LIBREVILLE, 19 août 2026 (AGP) – Deux gabonais ont été interpellés récemment à Libreville, en possession de quatre pointes d’ivoire et d’une queue d’éléphant, au terme d’une opération conjointe menée par l’administration des Eaux et Forêts et la Police judiciaire (PJ), avec l’appui de l’ONG Conservation Justice (CJ), selon un communiqué de cette organisation.
L’opération, menée dans un quartier de la capitale gabonaise, a permis la saisie de ces trophées d’éléphant alors que les deux individus étaient, selon Conservation Justice, en situation de détention et de tentative de commercialisation illégale d’ivoire.
Espèce intégralement protégée au Gabon, l’éléphant fait l’objet d’une réglementation stricte. La détention, le transport et la commercialisation de ses produits sont constitutifs d’infractions passibles de sanctions pénales.
Placés en garde à vue dans l’attente de leur présentation devant un magistrat, les deux présumés trafiquants encourent jusqu’à dix ans d’emprisonnement ainsi qu’une amende pouvant atteindre cinq fois la valeur des produits saisis, conformément aux articles 390 et 398 du Code pénal, précise la même source.
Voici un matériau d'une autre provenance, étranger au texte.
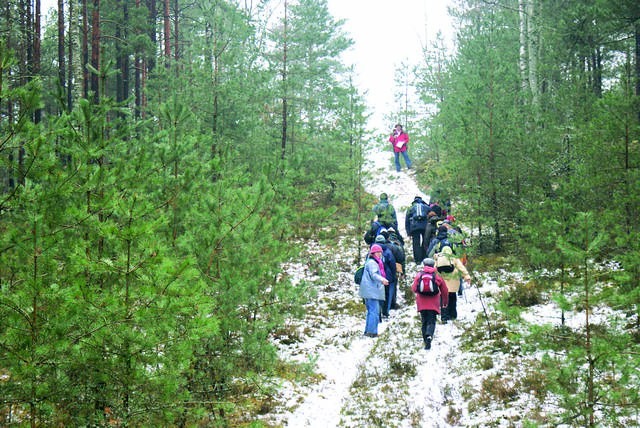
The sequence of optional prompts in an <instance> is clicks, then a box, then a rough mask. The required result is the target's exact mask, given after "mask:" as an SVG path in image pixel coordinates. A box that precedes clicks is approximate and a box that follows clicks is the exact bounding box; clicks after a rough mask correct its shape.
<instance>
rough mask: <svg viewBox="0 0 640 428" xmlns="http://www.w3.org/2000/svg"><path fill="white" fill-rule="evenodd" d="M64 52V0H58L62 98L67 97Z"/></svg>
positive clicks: (62, 98)
mask: <svg viewBox="0 0 640 428" xmlns="http://www.w3.org/2000/svg"><path fill="white" fill-rule="evenodd" d="M64 54H65V52H64V0H58V84H59V85H60V97H61V100H62V99H64V98H66V89H65V86H66V82H67V72H66V59H65V57H64Z"/></svg>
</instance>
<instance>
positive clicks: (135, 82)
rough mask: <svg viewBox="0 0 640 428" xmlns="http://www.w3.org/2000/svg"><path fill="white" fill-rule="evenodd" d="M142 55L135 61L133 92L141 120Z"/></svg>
mask: <svg viewBox="0 0 640 428" xmlns="http://www.w3.org/2000/svg"><path fill="white" fill-rule="evenodd" d="M139 8H140V0H136V9H139ZM142 58H143V57H142V53H140V52H136V59H135V67H134V69H135V78H134V89H133V92H134V94H135V110H134V117H136V118H137V119H139V118H140V117H141V116H142V115H141V112H142V67H144V61H143V59H142Z"/></svg>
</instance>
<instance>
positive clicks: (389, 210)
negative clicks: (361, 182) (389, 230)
mask: <svg viewBox="0 0 640 428" xmlns="http://www.w3.org/2000/svg"><path fill="white" fill-rule="evenodd" d="M371 211H372V212H373V216H374V218H373V221H377V222H378V223H380V224H381V225H382V226H383V227H385V228H387V229H388V228H390V227H393V228H394V229H397V228H398V218H397V216H396V209H395V208H394V207H393V205H391V203H390V202H389V196H388V195H387V194H386V193H382V194H380V201H379V202H378V203H377V204H375V205H374V206H373V208H372V209H371Z"/></svg>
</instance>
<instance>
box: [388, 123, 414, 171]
mask: <svg viewBox="0 0 640 428" xmlns="http://www.w3.org/2000/svg"><path fill="white" fill-rule="evenodd" d="M389 142H390V143H391V145H392V146H393V155H394V156H395V161H396V171H398V172H400V169H401V168H400V153H402V157H404V163H406V164H407V169H411V159H409V154H408V153H407V148H408V146H409V134H407V133H406V132H404V131H403V130H402V125H400V124H397V125H396V126H395V128H394V129H393V132H392V133H391V135H390V136H389Z"/></svg>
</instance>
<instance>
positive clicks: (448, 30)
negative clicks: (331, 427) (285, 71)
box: [42, 0, 454, 130]
mask: <svg viewBox="0 0 640 428" xmlns="http://www.w3.org/2000/svg"><path fill="white" fill-rule="evenodd" d="M453 2H454V0H393V1H390V0H328V2H327V3H328V6H329V12H330V13H331V14H332V15H333V16H334V17H335V18H336V19H344V20H345V23H344V26H343V29H344V32H345V33H346V34H347V35H348V36H349V37H350V38H351V39H353V41H354V46H353V47H352V48H351V49H349V51H347V52H345V54H344V58H343V59H344V62H345V63H346V64H348V65H351V64H353V66H354V69H355V73H356V74H355V83H356V85H357V86H358V88H359V89H360V92H361V93H363V94H366V97H367V98H366V99H367V104H368V105H369V108H370V112H371V113H372V118H371V121H370V125H371V126H373V127H379V128H381V129H385V130H387V129H390V128H391V127H392V126H393V124H387V123H383V122H382V121H383V117H384V114H385V113H388V112H389V111H393V103H394V102H399V101H400V102H402V101H403V98H402V95H399V96H395V95H394V86H395V83H394V74H395V69H396V67H398V66H399V65H400V64H402V63H404V64H416V63H418V62H419V60H420V58H421V56H422V49H423V47H424V46H430V45H431V44H432V43H433V42H434V41H435V39H436V35H437V33H438V32H439V31H440V32H442V34H443V36H444V37H445V41H448V42H449V43H450V44H451V42H450V41H451V39H452V37H453V29H452V20H451V18H450V17H449V15H448V13H447V7H449V6H451V5H453ZM56 4H57V3H56V0H42V10H43V14H46V13H47V11H48V9H49V8H50V7H56ZM394 100H396V101H394Z"/></svg>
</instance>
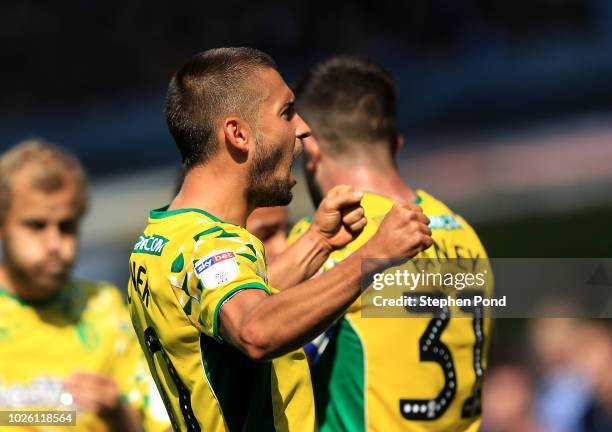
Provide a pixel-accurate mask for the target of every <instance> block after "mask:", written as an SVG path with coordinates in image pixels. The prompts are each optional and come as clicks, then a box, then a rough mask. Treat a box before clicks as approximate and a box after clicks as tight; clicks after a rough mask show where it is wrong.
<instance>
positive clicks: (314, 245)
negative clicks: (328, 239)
mask: <svg viewBox="0 0 612 432" xmlns="http://www.w3.org/2000/svg"><path fill="white" fill-rule="evenodd" d="M330 252H331V247H330V246H329V244H328V243H327V242H326V241H325V239H323V237H322V236H320V235H318V234H316V233H315V232H314V231H313V230H308V231H306V233H304V235H303V236H301V237H300V238H299V239H298V240H297V241H296V242H295V243H294V244H292V245H291V246H289V247H288V248H287V249H286V250H285V251H284V252H283V253H282V254H281V255H280V256H279V257H278V258H276V260H275V261H274V263H273V264H271V265H270V267H269V268H268V280H269V281H270V285H272V286H273V287H274V288H276V289H279V290H283V289H286V288H289V287H292V286H295V285H297V284H298V283H300V282H302V281H303V280H306V279H308V278H309V277H311V276H312V275H314V274H315V273H316V272H317V270H319V268H321V266H322V265H323V263H325V260H326V259H327V257H328V256H329V254H330Z"/></svg>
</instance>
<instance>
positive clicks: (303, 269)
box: [128, 48, 431, 432]
mask: <svg viewBox="0 0 612 432" xmlns="http://www.w3.org/2000/svg"><path fill="white" fill-rule="evenodd" d="M293 100H294V98H293V93H292V92H291V90H290V89H289V88H288V87H287V85H286V84H285V82H284V80H283V79H282V77H281V76H280V74H279V73H278V71H277V69H276V65H275V63H274V61H273V60H272V59H271V58H270V57H269V56H268V55H266V54H264V53H262V52H260V51H257V50H254V49H249V48H219V49H214V50H209V51H206V52H204V53H200V54H198V55H196V56H193V57H192V58H191V59H189V60H188V61H187V63H186V64H185V65H183V66H182V67H181V68H180V69H179V71H178V72H177V73H176V74H175V75H174V76H173V78H172V80H171V82H170V86H169V89H168V95H167V98H166V119H167V123H168V126H169V129H170V131H171V133H172V135H173V137H174V140H175V142H176V144H177V147H178V148H179V150H180V152H181V156H182V160H183V163H184V165H185V167H186V176H185V180H184V181H183V183H182V187H181V190H180V192H179V193H178V195H177V196H176V197H175V198H174V200H173V201H172V203H171V204H170V205H169V206H166V207H163V208H161V209H158V210H153V211H151V213H150V216H149V223H148V225H147V227H146V228H145V230H144V232H143V234H142V235H141V236H140V239H139V240H138V241H137V242H136V244H135V246H134V250H133V252H132V255H131V257H130V269H131V279H130V283H129V288H128V294H129V298H130V313H131V316H132V321H133V323H134V327H135V328H136V333H137V335H138V337H139V340H140V343H141V345H142V347H143V349H144V350H145V354H146V355H147V359H148V362H149V367H150V368H151V371H152V373H153V375H154V377H155V380H156V382H157V385H158V387H159V389H160V392H161V394H162V398H163V399H164V402H165V403H166V405H167V408H168V411H169V413H170V416H171V420H172V424H173V426H174V429H175V430H180V431H200V430H206V431H228V430H229V431H249V430H253V431H278V432H280V431H308V432H312V431H313V430H314V429H315V419H314V401H313V399H312V386H311V382H310V374H309V370H308V364H307V360H306V356H305V354H304V352H303V351H302V349H301V347H302V345H303V344H304V343H306V342H307V341H309V340H311V339H312V338H313V337H314V336H316V335H317V334H319V333H320V332H321V331H323V330H324V329H325V328H327V327H328V326H329V325H330V324H331V323H332V322H333V321H334V320H335V319H337V318H338V317H339V316H340V314H341V313H342V311H344V309H345V308H346V307H347V306H349V305H350V304H351V303H352V302H353V301H354V300H355V298H357V296H358V295H359V294H360V287H359V282H360V273H361V271H360V259H361V257H363V256H367V255H370V254H371V255H372V256H379V255H380V256H381V257H383V258H399V257H402V258H403V257H406V256H414V254H416V253H417V252H419V251H421V250H423V249H425V248H427V247H428V246H429V245H430V244H431V243H430V242H431V238H430V237H429V235H430V231H429V229H428V228H427V226H426V224H427V223H428V222H429V221H428V220H427V218H426V217H425V216H424V215H423V214H422V212H421V211H420V208H419V207H418V206H415V205H398V206H396V207H394V209H393V210H391V212H390V213H389V216H388V217H387V218H385V220H384V221H383V223H382V224H381V228H380V229H379V231H378V232H377V233H376V235H375V236H373V237H372V239H371V240H370V241H369V242H368V244H367V246H365V247H364V248H362V249H360V250H358V251H356V252H355V254H354V256H353V257H352V258H349V259H347V260H346V261H345V262H344V263H342V264H340V265H338V267H337V268H336V269H334V271H331V272H329V273H327V274H325V275H323V276H321V277H320V278H317V279H314V280H309V281H306V282H303V283H300V282H301V281H302V280H305V279H307V278H309V277H310V276H311V275H312V274H314V273H315V272H316V271H317V270H318V269H319V268H320V266H321V265H322V264H323V262H324V261H325V259H326V258H327V257H328V255H329V253H330V252H331V251H332V250H333V249H334V248H337V247H341V246H343V245H345V244H346V243H348V242H349V241H350V240H352V239H353V238H354V237H355V235H356V234H357V233H359V232H360V231H361V230H362V229H363V227H364V225H365V220H364V218H363V209H361V207H359V201H360V199H361V194H360V193H356V192H355V191H354V190H353V189H352V188H351V187H347V186H342V187H337V188H334V189H332V190H330V192H329V194H328V195H327V197H326V198H325V199H324V200H323V201H322V202H321V205H320V206H319V209H318V211H317V212H316V213H315V216H314V218H313V223H312V226H311V228H310V229H309V230H308V231H307V232H305V233H304V235H303V236H302V237H301V238H300V239H299V240H298V241H297V242H296V244H295V247H293V248H289V249H288V250H287V251H286V252H285V253H283V254H281V255H280V256H278V257H277V258H276V261H275V264H274V267H276V268H280V269H281V271H279V272H277V273H275V277H274V278H272V275H270V280H269V279H268V271H267V264H266V260H265V255H264V252H263V248H262V244H261V242H260V241H259V240H258V239H257V238H255V237H254V236H253V235H252V234H251V233H249V232H248V231H247V230H246V229H244V228H243V227H244V226H245V224H246V220H247V217H248V215H249V214H250V213H251V212H252V211H253V210H254V209H255V208H257V207H264V206H278V205H287V204H288V203H289V202H290V201H291V198H292V194H291V188H292V187H293V185H294V184H295V180H294V179H293V175H292V173H291V166H292V163H293V160H294V159H295V157H296V156H297V154H298V153H299V151H300V148H301V140H302V139H304V138H305V137H307V136H308V135H309V133H310V129H309V127H308V125H307V124H306V123H304V121H303V120H302V119H301V118H300V116H299V115H298V114H296V113H295V111H294V109H293ZM391 238H393V241H391ZM279 289H281V290H282V291H278V290H279Z"/></svg>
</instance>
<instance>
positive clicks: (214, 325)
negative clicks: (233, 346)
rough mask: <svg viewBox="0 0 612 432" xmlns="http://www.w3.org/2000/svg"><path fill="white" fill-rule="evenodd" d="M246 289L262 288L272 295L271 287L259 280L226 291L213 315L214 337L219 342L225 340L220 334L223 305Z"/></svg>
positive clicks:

Au-delà de cette saisie, l’opération met en lumière la persistance des réseaux de trafic de produits issus de la faune sauvage et les difficultés liées au contrôle de leur circulation à travers le pays.
Selon Conservation Justice, les trophées issus du braconnage peuvent transiter d’une province à une autre avant d’être acheminés vers les circuits de commercialisation.
Le directeur de Conservation Justice, Luc Mathot, estime que cette affaire illustre également le risque de voir la problématique du conflit homme-éléphant servir de couverture à des activités de braconnage et de trafic d’ivoire.
D’après lui, l’un des suspects serait impliqué dans l’abattage d’au moins six éléphants et aurait tenté de tromper les services de l’administration des Eaux et Forêts.
Cette nouvelle interpellation rappelle ainsi l’importance de la lutte contre le braconnage et le trafic des espèces protégées au Gabon, ainsi que la nécessité de renforcer les mécanismes de contrôle et de surveillance des circuits de transport et de commercialisation des produits issus de la faune sauvage.